Juice Helps Relieve Constipation
One of the safest remedies to use for infant constipation is pure 100% pasteurized juice. The most effective type of juice to use for constipation seems to be prune juice but apple juice works as well. Remember that you should never give an answer it who is less than one year old juice that is full strength. In fact, for babies who are younger than three months old, you will only want to use about a tablespoon of juice diluted with 4 ounces of water. If the baby is older than three months, you may safely use 1 ounce of juice to 3 ounces of water. For babies six months to 12 months 50% water to 50% juice. Most of the time juice will take care of the problem just fine but there are going to be occasions in which more aggressive treatment will be needed. As with anything else, use juice and moderation and never under any circumstances give your baby more than 3 to 4 ounces of juice in a 24-hour period. It is also important to make sure that your baby is getting enough clear liquid in his or her diet. Babies should be given at least 4 ounces of purified water daily, up to the age of six months and then up to 8 ounces a day until the age of 12 months.
Try Massaging Your Baby
Another trick that works wonders in relieving infant constipation is gently massaging your baby’s abdomen. Using the very tips of your fingers, lightly rub his or her belly in a circular motion, adding a little more pressure on his or her right side. If you notice that your baby’s abdomen is nice and soft then this is a very good sign. However, if you notice that his or her abdomen seems to be swollen and hard then this is a clear indication of constipation. In addition to the massage you may also exercise your baby’s legs by gently grabbing his or her ankles and rotating them back and forth as if he or she were riding a bicycle. Not only will most babies find this entertaining but it is also a very effective way to help loosen the bowels within the intestines. You may also try gently wiping around the baby’s anus when changing his or her diaper as this is also considered an effective method of stimulating a bowel movement.

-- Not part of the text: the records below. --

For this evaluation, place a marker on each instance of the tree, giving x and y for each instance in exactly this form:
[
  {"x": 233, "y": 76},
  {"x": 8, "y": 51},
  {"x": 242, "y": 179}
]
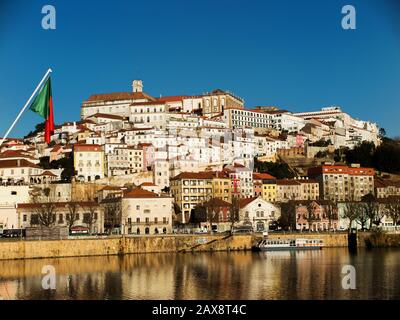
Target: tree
[
  {"x": 311, "y": 216},
  {"x": 212, "y": 210},
  {"x": 45, "y": 209},
  {"x": 362, "y": 216},
  {"x": 90, "y": 215},
  {"x": 287, "y": 220},
  {"x": 112, "y": 213},
  {"x": 330, "y": 210},
  {"x": 371, "y": 208},
  {"x": 392, "y": 205},
  {"x": 351, "y": 212},
  {"x": 72, "y": 215}
]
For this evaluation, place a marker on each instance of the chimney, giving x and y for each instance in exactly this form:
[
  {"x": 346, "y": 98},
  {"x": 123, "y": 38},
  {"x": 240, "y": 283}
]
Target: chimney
[{"x": 137, "y": 86}]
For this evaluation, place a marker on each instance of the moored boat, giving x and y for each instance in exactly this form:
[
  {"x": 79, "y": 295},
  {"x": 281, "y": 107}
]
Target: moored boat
[{"x": 290, "y": 244}]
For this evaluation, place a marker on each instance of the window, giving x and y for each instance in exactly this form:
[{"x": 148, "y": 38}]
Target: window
[{"x": 34, "y": 219}]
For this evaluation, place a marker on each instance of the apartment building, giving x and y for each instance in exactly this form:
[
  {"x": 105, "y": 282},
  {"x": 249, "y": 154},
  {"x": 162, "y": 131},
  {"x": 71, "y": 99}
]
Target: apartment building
[
  {"x": 385, "y": 188},
  {"x": 145, "y": 212},
  {"x": 242, "y": 180},
  {"x": 89, "y": 162},
  {"x": 192, "y": 188},
  {"x": 18, "y": 171},
  {"x": 125, "y": 160},
  {"x": 342, "y": 183},
  {"x": 86, "y": 214}
]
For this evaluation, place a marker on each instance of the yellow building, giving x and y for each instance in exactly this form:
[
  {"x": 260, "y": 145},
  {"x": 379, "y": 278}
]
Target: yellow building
[
  {"x": 190, "y": 189},
  {"x": 269, "y": 191},
  {"x": 89, "y": 162}
]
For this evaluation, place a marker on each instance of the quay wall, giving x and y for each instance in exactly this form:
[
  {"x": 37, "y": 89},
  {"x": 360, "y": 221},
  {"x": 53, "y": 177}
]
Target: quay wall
[{"x": 22, "y": 249}]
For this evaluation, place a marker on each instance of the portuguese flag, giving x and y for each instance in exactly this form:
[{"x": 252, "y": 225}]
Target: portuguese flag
[{"x": 43, "y": 105}]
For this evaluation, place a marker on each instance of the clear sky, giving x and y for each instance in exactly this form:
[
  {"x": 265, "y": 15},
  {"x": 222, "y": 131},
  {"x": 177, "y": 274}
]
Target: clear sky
[{"x": 291, "y": 54}]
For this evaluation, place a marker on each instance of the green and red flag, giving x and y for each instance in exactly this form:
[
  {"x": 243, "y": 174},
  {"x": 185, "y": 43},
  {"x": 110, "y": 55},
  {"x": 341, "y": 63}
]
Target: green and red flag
[{"x": 43, "y": 105}]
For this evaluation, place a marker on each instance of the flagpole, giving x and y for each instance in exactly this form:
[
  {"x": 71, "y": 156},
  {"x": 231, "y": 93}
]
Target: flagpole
[{"x": 26, "y": 105}]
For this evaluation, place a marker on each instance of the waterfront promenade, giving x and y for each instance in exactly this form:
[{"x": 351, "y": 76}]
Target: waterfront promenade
[{"x": 122, "y": 245}]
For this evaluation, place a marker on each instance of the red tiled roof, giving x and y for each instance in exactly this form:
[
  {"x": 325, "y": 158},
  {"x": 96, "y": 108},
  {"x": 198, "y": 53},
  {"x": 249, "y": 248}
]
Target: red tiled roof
[
  {"x": 141, "y": 193},
  {"x": 22, "y": 163},
  {"x": 172, "y": 98},
  {"x": 287, "y": 182},
  {"x": 119, "y": 96},
  {"x": 262, "y": 176},
  {"x": 105, "y": 115},
  {"x": 15, "y": 154},
  {"x": 87, "y": 147},
  {"x": 337, "y": 169},
  {"x": 57, "y": 204},
  {"x": 245, "y": 201}
]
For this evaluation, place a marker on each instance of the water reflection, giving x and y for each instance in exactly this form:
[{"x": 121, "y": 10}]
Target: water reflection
[{"x": 235, "y": 275}]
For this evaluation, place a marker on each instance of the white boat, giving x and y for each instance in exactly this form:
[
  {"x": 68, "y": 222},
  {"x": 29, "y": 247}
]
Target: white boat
[{"x": 290, "y": 244}]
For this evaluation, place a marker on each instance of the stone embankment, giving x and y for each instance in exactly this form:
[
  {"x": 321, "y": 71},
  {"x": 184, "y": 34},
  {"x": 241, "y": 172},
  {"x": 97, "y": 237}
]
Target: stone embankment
[{"x": 19, "y": 249}]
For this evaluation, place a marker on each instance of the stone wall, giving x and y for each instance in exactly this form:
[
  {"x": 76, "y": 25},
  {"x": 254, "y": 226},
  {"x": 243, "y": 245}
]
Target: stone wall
[{"x": 152, "y": 244}]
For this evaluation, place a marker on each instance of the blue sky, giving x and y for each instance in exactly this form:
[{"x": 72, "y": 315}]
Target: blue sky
[{"x": 291, "y": 54}]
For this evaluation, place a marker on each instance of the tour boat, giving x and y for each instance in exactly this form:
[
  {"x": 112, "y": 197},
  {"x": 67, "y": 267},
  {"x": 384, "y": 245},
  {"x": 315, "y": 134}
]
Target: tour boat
[{"x": 290, "y": 244}]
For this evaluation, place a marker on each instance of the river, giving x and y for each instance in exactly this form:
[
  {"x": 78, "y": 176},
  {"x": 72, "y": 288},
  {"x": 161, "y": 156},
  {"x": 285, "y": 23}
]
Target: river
[{"x": 218, "y": 275}]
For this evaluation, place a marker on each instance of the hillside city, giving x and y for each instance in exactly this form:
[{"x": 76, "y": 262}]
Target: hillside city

As your baby grows older you will be adding new foods to his or her diet. When a baby first begins eating solid foods constipation could occur. This is because your baby’s intestines are brand-new and not used to breaking down solid food. If your baby should become constipated after solid foods have been introduced then eliminating some foods and adding others, such as fresh fruits can help to remedy the problem. Ultimately, when dealing with infant constipation that lasts longer than a period of 24 hours medical attention should be sought. Constipation is not just uncomfortable but it could also become quite dangerous if left untreated. Remember the golden rule; when in doubt call the pediatrician.